Communications regulator Ofcom has revealed that both BT and TalkTalk are failing to comply with its Broadband Code of Practice by not voluntarily providing speed estimates to consumers often enough.
Ofcom established the Code of Practice in December 2008, which aims to provide broadband customers with transparency over the speeds they are likely to receive before signing up to any particular service.
Additional requirements were introduced to the Code in July 2011, which committed ISP signatories to give maximum speed estimates in the form of a range as early as possible in the sales process.
However, during a mystery shopper exercise, Ofcom found that some ISPs were under-performing in this area, where TalkTalk was 47 percent less likely than other ISPs to provide a speed estimate without being prompted by a caller, and BT Total Broadband 48 percent less likely.

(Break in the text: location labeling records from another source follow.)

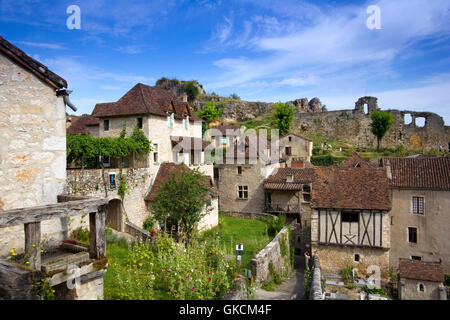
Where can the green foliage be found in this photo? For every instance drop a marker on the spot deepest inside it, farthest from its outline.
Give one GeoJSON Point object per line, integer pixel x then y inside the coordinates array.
{"type": "Point", "coordinates": [169, 270]}
{"type": "Point", "coordinates": [112, 238]}
{"type": "Point", "coordinates": [43, 289]}
{"type": "Point", "coordinates": [122, 188]}
{"type": "Point", "coordinates": [191, 91]}
{"type": "Point", "coordinates": [81, 234]}
{"type": "Point", "coordinates": [87, 149]}
{"type": "Point", "coordinates": [235, 96]}
{"type": "Point", "coordinates": [283, 117]}
{"type": "Point", "coordinates": [347, 274]}
{"type": "Point", "coordinates": [149, 223]}
{"type": "Point", "coordinates": [379, 291]}
{"type": "Point", "coordinates": [274, 224]}
{"type": "Point", "coordinates": [382, 121]}
{"type": "Point", "coordinates": [327, 160]}
{"type": "Point", "coordinates": [181, 199]}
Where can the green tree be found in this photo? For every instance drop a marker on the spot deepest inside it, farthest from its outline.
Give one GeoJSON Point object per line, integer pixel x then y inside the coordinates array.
{"type": "Point", "coordinates": [181, 199]}
{"type": "Point", "coordinates": [382, 121]}
{"type": "Point", "coordinates": [283, 117]}
{"type": "Point", "coordinates": [191, 91]}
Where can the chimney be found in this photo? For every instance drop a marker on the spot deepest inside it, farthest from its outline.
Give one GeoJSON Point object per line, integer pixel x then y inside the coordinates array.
{"type": "Point", "coordinates": [388, 170]}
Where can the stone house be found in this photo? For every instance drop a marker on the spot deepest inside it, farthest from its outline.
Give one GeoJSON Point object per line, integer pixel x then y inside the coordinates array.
{"type": "Point", "coordinates": [224, 135]}
{"type": "Point", "coordinates": [35, 212]}
{"type": "Point", "coordinates": [419, 219]}
{"type": "Point", "coordinates": [240, 176]}
{"type": "Point", "coordinates": [33, 133]}
{"type": "Point", "coordinates": [175, 133]}
{"type": "Point", "coordinates": [420, 280]}
{"type": "Point", "coordinates": [295, 147]}
{"type": "Point", "coordinates": [350, 223]}
{"type": "Point", "coordinates": [211, 212]}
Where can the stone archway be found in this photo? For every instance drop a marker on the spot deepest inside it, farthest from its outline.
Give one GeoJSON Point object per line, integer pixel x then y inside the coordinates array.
{"type": "Point", "coordinates": [114, 215]}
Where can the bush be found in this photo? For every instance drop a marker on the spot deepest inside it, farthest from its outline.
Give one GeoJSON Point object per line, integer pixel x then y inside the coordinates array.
{"type": "Point", "coordinates": [185, 270]}
{"type": "Point", "coordinates": [274, 224]}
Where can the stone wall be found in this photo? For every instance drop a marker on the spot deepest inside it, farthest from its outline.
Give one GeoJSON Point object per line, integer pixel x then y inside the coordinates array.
{"type": "Point", "coordinates": [433, 236]}
{"type": "Point", "coordinates": [89, 182]}
{"type": "Point", "coordinates": [33, 148]}
{"type": "Point", "coordinates": [409, 290]}
{"type": "Point", "coordinates": [353, 126]}
{"type": "Point", "coordinates": [272, 252]}
{"type": "Point", "coordinates": [252, 176]}
{"type": "Point", "coordinates": [315, 292]}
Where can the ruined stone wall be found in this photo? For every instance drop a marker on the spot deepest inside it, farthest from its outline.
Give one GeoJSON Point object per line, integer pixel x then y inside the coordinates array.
{"type": "Point", "coordinates": [353, 126]}
{"type": "Point", "coordinates": [432, 227]}
{"type": "Point", "coordinates": [33, 148]}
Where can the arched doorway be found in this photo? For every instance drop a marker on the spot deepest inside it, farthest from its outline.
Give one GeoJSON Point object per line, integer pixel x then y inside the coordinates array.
{"type": "Point", "coordinates": [114, 215]}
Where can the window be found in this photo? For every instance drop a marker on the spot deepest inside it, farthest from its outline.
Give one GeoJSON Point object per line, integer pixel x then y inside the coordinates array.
{"type": "Point", "coordinates": [418, 205]}
{"type": "Point", "coordinates": [412, 235]}
{"type": "Point", "coordinates": [216, 173]}
{"type": "Point", "coordinates": [243, 192]}
{"type": "Point", "coordinates": [349, 216]}
{"type": "Point", "coordinates": [155, 153]}
{"type": "Point", "coordinates": [112, 180]}
{"type": "Point", "coordinates": [288, 151]}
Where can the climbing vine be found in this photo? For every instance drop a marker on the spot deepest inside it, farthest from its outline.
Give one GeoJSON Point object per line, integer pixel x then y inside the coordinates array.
{"type": "Point", "coordinates": [86, 149]}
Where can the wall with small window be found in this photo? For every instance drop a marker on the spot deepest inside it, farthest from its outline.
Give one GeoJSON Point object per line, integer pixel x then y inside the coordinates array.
{"type": "Point", "coordinates": [427, 212]}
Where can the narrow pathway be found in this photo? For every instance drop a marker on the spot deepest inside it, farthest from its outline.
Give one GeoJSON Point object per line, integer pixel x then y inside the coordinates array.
{"type": "Point", "coordinates": [290, 287]}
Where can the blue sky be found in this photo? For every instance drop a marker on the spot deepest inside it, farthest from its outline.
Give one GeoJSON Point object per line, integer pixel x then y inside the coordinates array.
{"type": "Point", "coordinates": [262, 50]}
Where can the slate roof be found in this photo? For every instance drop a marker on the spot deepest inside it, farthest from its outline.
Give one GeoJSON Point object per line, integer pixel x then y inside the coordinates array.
{"type": "Point", "coordinates": [32, 65]}
{"type": "Point", "coordinates": [190, 143]}
{"type": "Point", "coordinates": [164, 172]}
{"type": "Point", "coordinates": [277, 181]}
{"type": "Point", "coordinates": [354, 160]}
{"type": "Point", "coordinates": [79, 123]}
{"type": "Point", "coordinates": [350, 188]}
{"type": "Point", "coordinates": [421, 173]}
{"type": "Point", "coordinates": [144, 99]}
{"type": "Point", "coordinates": [421, 270]}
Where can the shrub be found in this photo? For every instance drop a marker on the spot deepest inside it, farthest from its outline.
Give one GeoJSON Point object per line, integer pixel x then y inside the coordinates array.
{"type": "Point", "coordinates": [274, 224]}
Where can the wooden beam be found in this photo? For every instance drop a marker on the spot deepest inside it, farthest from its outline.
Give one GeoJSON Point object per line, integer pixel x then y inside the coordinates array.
{"type": "Point", "coordinates": [97, 249]}
{"type": "Point", "coordinates": [54, 211]}
{"type": "Point", "coordinates": [33, 245]}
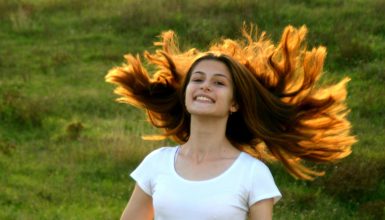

Ofcom has discussed the issue with BT and TalkTalk, who have both agreed to address the problem by amending their staff training and sales processes.
ISPs that were most likely to give callers an estimate of speed without being prompted, although still nowhere near the 100 percent mark, were Karoo with 76 percent of cases, Sky with 72 percent and Plusnet with 67 percent.
Overall, speed estimates were provided in 59 percent of all calls without the caller having to prompt the sales respondent.
Ofcom will conduct further mystery shopping research next year to check whether improvements by the ISPs have actually been made and is also planning to update the Code of Practice over the next year.
“It is vital that as the choice of broadband services expands, UK consumers get the best possible information when choosing a broadband provider,” said Claudio Pollack, Ofcom’s consumer group director.